Contact: Mark Edwards -- 206.292.0401 x107 -- medwards@discovery.org
SEATTLE--After months of debate, the Ohio State Board of Education has adopted science standards that require Ohio students to know why "scientists continue to investigate and critically analyze aspects of evolutionary theory." The Board unanimously approved the science standards this morning.
Calling this provision in Ohio's science standards "historic," Dr. Stephen C. Meyer, director of Discovery Institute's Center for Science and Culture, noted that "Ohio has become the first state to require students to learn about scientific criticisms of Darwinian evolution as well as scientific evidence supporting the theory. This represents an important milestone in the effort to ensure that students learn the full range of relevant scientific evidence. This policy will help remedy the selective presentation of evidence made by most biology textbooks today."
Ohio's new evolution standard does not require teaching the theory of intelligent
design. "In recent weeks some have mischaracterized the new language as
an effort to mandate teaching the theory of intelligent design in the classroom,
but that is not accurate and is not what we asked for," said Dr. Meyer.

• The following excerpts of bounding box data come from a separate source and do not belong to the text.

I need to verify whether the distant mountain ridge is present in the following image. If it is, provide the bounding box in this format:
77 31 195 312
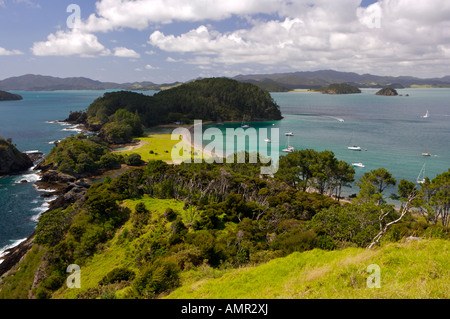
0 70 450 92
234 70 450 90
0 74 179 91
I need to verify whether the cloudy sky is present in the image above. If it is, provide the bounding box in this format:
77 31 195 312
0 0 450 83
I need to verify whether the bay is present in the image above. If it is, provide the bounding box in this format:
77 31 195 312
0 89 450 256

"The new standard requires students to learn about the evidence for and
against Darwin's theory. It does not mandate that students be tested about the
theory of intelligent design, though it does leave teachers free to discuss
it."
Dr. Meyer, a Cambridge-trained philosopher of science, and his colleague, Dr.
Jonathan Wells, a Berkeley-trained biologist (both of Discovery Institute),
were invited by the Board of Education to testify in March at a public hearing
about the scientific controversy over Darwinian evolution. At the March hearing,
Meyer, an advocate of the theory of intelligent design, proposed a compromise.

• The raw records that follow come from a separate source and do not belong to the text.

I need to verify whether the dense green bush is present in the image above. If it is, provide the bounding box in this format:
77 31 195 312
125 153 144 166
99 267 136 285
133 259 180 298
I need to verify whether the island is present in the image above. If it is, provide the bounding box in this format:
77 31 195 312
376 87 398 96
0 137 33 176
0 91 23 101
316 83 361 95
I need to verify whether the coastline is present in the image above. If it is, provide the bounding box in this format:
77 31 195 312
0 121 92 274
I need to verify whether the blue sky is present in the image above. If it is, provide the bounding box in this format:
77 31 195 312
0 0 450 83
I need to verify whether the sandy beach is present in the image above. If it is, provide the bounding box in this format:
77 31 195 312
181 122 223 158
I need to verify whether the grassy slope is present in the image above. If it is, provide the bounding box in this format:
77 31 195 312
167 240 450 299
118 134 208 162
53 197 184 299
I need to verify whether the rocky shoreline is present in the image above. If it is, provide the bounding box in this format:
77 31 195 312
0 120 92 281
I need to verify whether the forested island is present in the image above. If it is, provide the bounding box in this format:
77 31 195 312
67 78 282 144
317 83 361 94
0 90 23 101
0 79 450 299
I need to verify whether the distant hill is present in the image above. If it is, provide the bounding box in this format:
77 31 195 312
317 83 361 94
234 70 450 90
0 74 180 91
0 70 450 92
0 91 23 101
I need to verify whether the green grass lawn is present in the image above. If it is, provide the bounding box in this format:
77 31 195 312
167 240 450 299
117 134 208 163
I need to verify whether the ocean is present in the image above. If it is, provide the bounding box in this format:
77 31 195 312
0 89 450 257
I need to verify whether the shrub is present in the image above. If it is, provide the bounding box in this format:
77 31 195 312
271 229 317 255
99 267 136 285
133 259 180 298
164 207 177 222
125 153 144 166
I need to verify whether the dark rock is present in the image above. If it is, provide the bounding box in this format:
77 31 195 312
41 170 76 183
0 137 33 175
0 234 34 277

Meyer suggested that the Board not require students to know the evidence and
arguments for the modern theory of intelligent design, but that they should
require students to know the scientific arguments for and against neo-Darwinism.

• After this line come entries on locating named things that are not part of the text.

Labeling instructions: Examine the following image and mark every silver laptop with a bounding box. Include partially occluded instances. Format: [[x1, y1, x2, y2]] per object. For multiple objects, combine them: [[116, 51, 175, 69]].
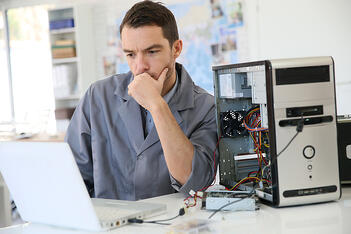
[[0, 142, 166, 231]]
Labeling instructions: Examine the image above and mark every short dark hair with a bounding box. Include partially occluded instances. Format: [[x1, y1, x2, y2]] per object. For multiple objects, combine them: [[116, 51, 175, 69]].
[[119, 0, 179, 47]]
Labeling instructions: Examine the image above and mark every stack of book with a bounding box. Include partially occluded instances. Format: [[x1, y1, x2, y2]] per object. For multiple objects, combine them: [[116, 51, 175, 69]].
[[51, 39, 76, 59]]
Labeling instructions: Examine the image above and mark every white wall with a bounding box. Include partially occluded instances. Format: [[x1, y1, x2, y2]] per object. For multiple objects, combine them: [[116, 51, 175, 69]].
[[251, 0, 351, 114], [0, 0, 351, 114]]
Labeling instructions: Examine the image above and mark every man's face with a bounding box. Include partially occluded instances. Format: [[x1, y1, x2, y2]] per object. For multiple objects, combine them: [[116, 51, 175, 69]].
[[121, 26, 180, 79]]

The Ohio State Board's decision today essentially affirms this approach by allowing
students to learn evidence based scientific critiques of contemporary evolutionary
theory. (Meyer's original proposal to the Board can be found in his March 30,
2002 op-ed in the Cincinnati Enquirer, "Teach the Controversy.")
Dr. Jonathan Wells, author of "Icons of Evolution," a book that documents
scientific errors in textbook presentations of the case for modern Darwinism,
urged the Ohio State Board of Education to adopt curricular materials that more
accurately represent the current state of scientific knowledge and to remedy
the one-sided presentation of evidence in favor of contemporary Darwinian evolution.
"Most biology textbooks continue to use outdated and discredited evidences
like peppered moths and Haeckel's embryos when it comes to their treatment of
Darwinian theory. It is critically important for school districts in Ohio to
revise their biology curricula in order to meet the new standards."
The Ohio State Department of Education already has pledged to carry out the
intent of the new evolution standard. Susan Zelman, Ohio's State Superintendent
of Public Instruction, testified before the state legislature on Nov. 13 that
she would "make a commitment that in our curriculum model we will deal
with this controversial issue [of evolution] in an intellectually honest way,
to protect the spirit of [indicator] #23 'to investigate and critically analyze
aspects of evolutionary theory,' and try to give examples about how to do that."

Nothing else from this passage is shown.